In den Ardennen, einer Mittelgebirgslandschaft im Dreiländereck Frankreich, Belgien und Luxemburg, sollten die alles entscheidenden Offensiven über den Ausgang des Ersten und Zweiten Weltkrieges bestimmen. Im März 1918 hofften die Generale Hindenburg und Ludendorff die Linien der Entente durchbrechen zu können und im anschließenden Bewegungskrieg den Siegfrieden zu erkämpfen. Ebenso glaubte Hitler im Dezember 1944 die Initiative an der Westfront zurückgewinnen zu können. In dieser Seminararbeit soll erforscht werden ob die Offensiven in den Ardennen 1918 und 1944 nur letzte Verzweiflungsschläge waren um der Defensive zu entrinnen und vor allem welche Parallelen, außer dem geographischen Raum, bzw. welche grundsätzlichen Unterschiede bestanden. Für den Vergleich hat der Autor dieser Seminararbeit folgende Kategorien ausgewählt: Ausgangslage 1917/ 18 bzw. 1944, Planungen und Vorbereitungen der Offensiven, Verlauf der Offensiven, Ergebnis und Kritik. Im ersten Teil der Seminararbeit wird die „Michaelsoffensive“ aus dem Jahr 1918 anhand der Kategorien analysiert. Dem schließt sich die Offensive „Wacht am Rhein“ 1944 an.

Excerpt


Gliederung

1. Einleitung

2. Die „Michaelsoffensive“ 1918

2.1 Die Lage 1917/18

2.2 Die Planungen und Vorbereitungen der „Michaelsoffensive“

2.3 Der Verlauf der Offensive ab 21. März 1918

2.4 Ergebniss und Kritik

3. Das Unternehmen „Wacht am Rhein“ 1944

3.1 Die Lage 1944

3.2 Die Planungen und Vorbereitungen der Ardennenoffensive 1944

3.3 Der Verlauf der Offensive ab 16. Dezember 1944

3.4 Ergebnis und Kritik

4. Vergleich von „Michael“ und „Wacht am Rhein“

5. Schluss

6. Literaturverzeichnis

Zielsetzung & Themen

Die Arbeit untersucht die militärischen Offensiven in den Ardennen 1918 und 1944, um zu erforschen, ob es sich dabei lediglich um letzte Verzweiflungsschläge zur Abwendung der Niederlage handelte. Dabei werden Parallelen und Unterschiede hinsichtlich der Ausgangslage, Planung, Durchführung und Ergebnisse gegenübergestellt.

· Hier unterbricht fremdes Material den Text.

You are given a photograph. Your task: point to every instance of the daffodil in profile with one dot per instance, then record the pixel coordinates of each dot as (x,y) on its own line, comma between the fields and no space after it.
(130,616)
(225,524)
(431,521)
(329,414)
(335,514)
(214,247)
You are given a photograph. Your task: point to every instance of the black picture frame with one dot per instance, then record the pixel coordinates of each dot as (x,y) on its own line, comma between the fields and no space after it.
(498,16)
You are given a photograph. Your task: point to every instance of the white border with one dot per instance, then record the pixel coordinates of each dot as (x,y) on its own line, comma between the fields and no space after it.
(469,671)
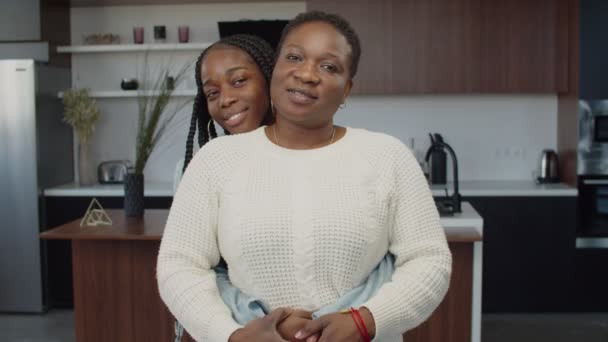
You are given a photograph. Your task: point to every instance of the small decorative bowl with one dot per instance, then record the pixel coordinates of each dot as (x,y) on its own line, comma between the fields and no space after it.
(129,84)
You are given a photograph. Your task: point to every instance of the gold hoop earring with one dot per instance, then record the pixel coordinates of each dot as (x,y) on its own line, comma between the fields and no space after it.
(273,110)
(209,127)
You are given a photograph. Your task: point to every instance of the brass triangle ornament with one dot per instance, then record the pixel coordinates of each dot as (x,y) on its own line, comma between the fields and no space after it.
(95,216)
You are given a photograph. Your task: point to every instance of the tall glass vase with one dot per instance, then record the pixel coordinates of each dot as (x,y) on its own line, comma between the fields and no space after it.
(134,195)
(86,171)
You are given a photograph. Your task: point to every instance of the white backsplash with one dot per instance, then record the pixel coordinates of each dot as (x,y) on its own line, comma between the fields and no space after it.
(496,137)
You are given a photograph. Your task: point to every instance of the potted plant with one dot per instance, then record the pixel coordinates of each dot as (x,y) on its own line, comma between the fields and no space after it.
(153,119)
(81,112)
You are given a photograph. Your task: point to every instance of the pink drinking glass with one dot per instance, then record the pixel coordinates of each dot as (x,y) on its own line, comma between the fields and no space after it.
(183,34)
(138,35)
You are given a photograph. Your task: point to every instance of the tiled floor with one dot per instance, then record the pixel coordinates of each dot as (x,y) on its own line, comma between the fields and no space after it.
(58,326)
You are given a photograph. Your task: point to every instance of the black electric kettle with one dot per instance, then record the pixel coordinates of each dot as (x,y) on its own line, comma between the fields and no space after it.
(437,161)
(548,167)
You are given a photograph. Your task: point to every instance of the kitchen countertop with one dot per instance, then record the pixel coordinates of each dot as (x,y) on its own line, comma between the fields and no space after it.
(505,188)
(463,227)
(467,188)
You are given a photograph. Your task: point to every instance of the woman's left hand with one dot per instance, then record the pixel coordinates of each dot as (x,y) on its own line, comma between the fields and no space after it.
(336,327)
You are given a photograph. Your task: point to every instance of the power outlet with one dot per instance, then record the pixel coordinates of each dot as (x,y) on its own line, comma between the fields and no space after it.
(510,153)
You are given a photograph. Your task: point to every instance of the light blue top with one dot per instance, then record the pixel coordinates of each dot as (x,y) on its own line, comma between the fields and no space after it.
(246,308)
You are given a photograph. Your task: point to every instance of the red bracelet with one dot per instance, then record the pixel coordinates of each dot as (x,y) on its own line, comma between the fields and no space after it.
(359,329)
(359,324)
(366,337)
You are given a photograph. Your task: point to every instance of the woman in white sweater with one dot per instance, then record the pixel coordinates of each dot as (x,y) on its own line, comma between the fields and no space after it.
(303,211)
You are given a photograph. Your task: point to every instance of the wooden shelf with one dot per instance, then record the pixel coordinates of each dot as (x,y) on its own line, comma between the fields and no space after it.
(133,93)
(132,47)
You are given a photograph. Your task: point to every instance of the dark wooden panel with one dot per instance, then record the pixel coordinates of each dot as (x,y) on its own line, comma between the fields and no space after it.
(593,48)
(458,46)
(102,290)
(435,46)
(567,102)
(518,46)
(528,253)
(58,254)
(451,321)
(55,29)
(97,3)
(373,23)
(150,315)
(150,227)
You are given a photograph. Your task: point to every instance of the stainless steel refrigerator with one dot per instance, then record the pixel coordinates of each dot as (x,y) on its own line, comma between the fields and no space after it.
(35,152)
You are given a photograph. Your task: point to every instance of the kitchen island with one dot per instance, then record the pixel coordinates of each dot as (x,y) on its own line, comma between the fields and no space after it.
(116,296)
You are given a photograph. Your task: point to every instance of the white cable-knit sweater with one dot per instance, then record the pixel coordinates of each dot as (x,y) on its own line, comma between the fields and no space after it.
(299,228)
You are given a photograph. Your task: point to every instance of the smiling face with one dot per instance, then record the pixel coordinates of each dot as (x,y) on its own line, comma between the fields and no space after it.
(235,89)
(311,77)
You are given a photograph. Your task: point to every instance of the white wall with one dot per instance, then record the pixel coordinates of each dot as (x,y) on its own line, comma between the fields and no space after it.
(495,136)
(19,20)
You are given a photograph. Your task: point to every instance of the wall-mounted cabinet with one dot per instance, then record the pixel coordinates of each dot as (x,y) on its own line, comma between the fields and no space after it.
(594,49)
(458,46)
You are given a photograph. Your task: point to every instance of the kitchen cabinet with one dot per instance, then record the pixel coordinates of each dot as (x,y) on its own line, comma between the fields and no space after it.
(593,49)
(57,254)
(458,46)
(590,281)
(528,253)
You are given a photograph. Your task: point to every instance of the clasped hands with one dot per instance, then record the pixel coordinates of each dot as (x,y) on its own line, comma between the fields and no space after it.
(282,325)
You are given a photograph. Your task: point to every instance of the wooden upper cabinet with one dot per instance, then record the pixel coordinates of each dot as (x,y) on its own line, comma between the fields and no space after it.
(520,47)
(457,46)
(371,21)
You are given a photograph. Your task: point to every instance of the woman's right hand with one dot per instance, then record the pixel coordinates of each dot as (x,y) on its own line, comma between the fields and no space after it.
(296,321)
(262,329)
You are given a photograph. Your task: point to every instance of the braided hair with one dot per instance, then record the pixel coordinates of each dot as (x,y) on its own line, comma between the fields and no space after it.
(263,55)
(338,22)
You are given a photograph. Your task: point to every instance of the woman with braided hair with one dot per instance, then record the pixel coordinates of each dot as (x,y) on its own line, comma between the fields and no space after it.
(304,212)
(232,80)
(232,77)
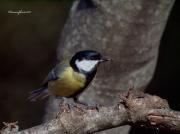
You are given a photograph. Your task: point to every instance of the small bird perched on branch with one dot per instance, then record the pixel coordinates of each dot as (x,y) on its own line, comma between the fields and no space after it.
(70,78)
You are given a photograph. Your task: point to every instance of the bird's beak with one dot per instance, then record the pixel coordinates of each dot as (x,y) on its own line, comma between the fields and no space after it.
(103,59)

  • Analyse der militärischen Gesamtlage vor den Offensiven in beiden Weltkriegen.
  • Untersuchung der strategischen Planungen und Vorbereitungen der deutschen Führung.
  • Vergleich des tatsächlichen Verlaufs der militärischen Operationen.
  • Kritische Bewertung der Zielerreichung und der negativen Folgen beider Offensiven.
  • Einordnung der Offensiven in den historischen Kontext der Kriegsentscheidungen.

Auszug aus dem Buch

2.3 Der Verlauf der Offensive ab 21. März 1918

Der Angriffsbefehl stand seit dem 10. März 1918 endgültig fest. Die Hauptstöße sollten durch die 17., 2. und 18. Armee geführt werden.

Die 17. und 2. Armee hatten den Frontbogen bei Cambrai zu umfassen und abzuschnüren sowie auf die Linie Croiselles, Bapaume, Péronne und Omignon-Mündung vorzustoßen (vgl. Anhang 1, Karte 1). Danach war auf die Linie Arras-Albert vorzurücken und in Richtung Nordwesten einzuschwenken, um die rechte Flanke der englischen Armee zu bekämpfen und aufzurollen. Die 18. Armee bekam den Auftrag, im südlichen Bereich des Angriffsabschnitts die Flanke zu decken und die Übergänge über den Crozat-Kanal und die Somme zu erkämpfen.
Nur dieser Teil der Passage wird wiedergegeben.